|The Alaskan Pipeline. Source Ryan McFarland.|
I tried to fiddle with my blog layout, so hopefully you'll see more photos in their original size. As it turns out, the average computer monitor isn't quite so restricted as it was when Awesome, Inc. designed this template, and it's nice to be able to show pictures in their original size and splendour.
But yes, to the point. The Keystone XL pipeline has been approved by the United States' Congress and President Obama has vowed to use his veto. I'm also hearing a lot about the Energy East pipeline, which is currently slated to ship Alberta and Saskatchewan oil as far east as Cornwall, Ontario. Specifically, it will deliver crude oil to refineries in the East. Tom Mulcair has actually been a vocal proponent of upgrading our raw natural resources before exporting them, because it means more Canadian jobs and increases the value of our exports. It seems much better than exporting our oil to be refined in other countries, so that we may buy it back at a higher price, anyway.
But still I digress. Pipelines are all over the news, and there is a lot of resistance. Tonnes of it, even. In fact, there exists a pipeline known as "Line 9" that runs from Sarnia to Montreal. In 1976, it carried oil eastward, I am assuming in the wake of the OPEC oil crisis. In 1998, the flow was reversed to ship the cheap oil from across the Atlantic inward. And now, again, the flow has been reversed to supply Western crude to the East. The amount of resistance and complaints this faced was astounding given that the pipeline was already in place.
So pipelines are so unpopular that even those which exist are subject to intense scrutiny for simply reversing flow direction. Pipelines which are to be constructed face even more intense criticism. And I will grant that this is at least partially warranted. Pipelines are subject to failures which can release non-trivial amounts of crude oil into potentially sensitive environmental areas.

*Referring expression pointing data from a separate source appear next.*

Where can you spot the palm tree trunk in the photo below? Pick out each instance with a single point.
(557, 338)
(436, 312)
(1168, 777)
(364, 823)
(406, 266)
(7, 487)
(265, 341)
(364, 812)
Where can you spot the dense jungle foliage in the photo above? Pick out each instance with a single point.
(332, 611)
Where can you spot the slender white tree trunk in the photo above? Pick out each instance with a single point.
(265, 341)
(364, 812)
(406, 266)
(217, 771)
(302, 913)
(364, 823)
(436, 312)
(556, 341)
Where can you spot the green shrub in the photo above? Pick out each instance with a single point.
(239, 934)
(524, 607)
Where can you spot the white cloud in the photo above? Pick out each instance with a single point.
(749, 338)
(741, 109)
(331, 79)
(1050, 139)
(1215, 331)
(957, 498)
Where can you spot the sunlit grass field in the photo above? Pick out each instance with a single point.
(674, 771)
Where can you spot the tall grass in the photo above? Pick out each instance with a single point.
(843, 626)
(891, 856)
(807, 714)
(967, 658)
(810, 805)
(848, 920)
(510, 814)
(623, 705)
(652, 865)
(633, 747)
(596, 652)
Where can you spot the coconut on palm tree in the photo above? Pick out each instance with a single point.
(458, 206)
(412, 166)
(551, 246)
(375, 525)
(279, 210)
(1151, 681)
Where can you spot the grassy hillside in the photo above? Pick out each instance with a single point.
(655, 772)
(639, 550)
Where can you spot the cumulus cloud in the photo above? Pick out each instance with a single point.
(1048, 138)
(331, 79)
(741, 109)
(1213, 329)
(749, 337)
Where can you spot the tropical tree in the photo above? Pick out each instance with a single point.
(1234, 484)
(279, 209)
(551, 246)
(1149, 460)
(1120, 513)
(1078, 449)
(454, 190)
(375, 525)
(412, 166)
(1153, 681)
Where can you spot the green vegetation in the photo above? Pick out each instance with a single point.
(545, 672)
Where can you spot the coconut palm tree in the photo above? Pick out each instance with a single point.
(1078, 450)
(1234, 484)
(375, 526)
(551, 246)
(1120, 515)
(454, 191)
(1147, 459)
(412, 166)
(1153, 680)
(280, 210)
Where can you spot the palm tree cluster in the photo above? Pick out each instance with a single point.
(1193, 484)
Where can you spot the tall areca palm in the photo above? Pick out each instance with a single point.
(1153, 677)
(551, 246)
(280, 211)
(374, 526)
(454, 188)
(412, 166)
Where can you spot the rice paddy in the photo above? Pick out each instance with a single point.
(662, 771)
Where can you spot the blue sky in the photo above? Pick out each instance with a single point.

But here's the thing: Canada is addicted to oil. The world is addicted to oil. Since the Industrial Revolution, we have been burning and using fossil fuels, and it has shaped our lives in ways most people don't realise. All your plastics are petroleum products. Polar fleece sweaters are made from petroleum. Drugs and the solvents used to develop them are often based on petroleum products. But the biggest use of oil is for energy, and energy is the biggest industry there is. If liquid fuels are included, it is the biggest industry by several factors. To quote Rick Mercer, that's alotta poutine.
So we're addicted, and it's big money. Money so big that Canada's dollar is under 80 cents USD, down about twenty cents since the price of oil dropped precipitously. Money so big that the oil will be shipped, regardless the approval of the pipelines people protest. And what happens when pipelines get blocked? Well, Lac-Mégantic happens because the oil needs to be shipped and, shockingly, CN and CP are more than happy to make money transporting things to port.
|Intermodal Safety in the Transport of Oil, from the Fraser Institute.|
I don't think oil is in the far future for humanity, oil being an unsustainable resource, unlike nuclear and hydro. But we are addicted. When OPEC cut off the supply of oil to North America, things got really bad really quickly. We need to find alternative sources of transportation fuel (or batteries), but it won't change overnight. So as long as we need oil, we should ship it by pipeline. It's cheaper and safer than the alternatives. Well, except maybe for filling water bombers with oil.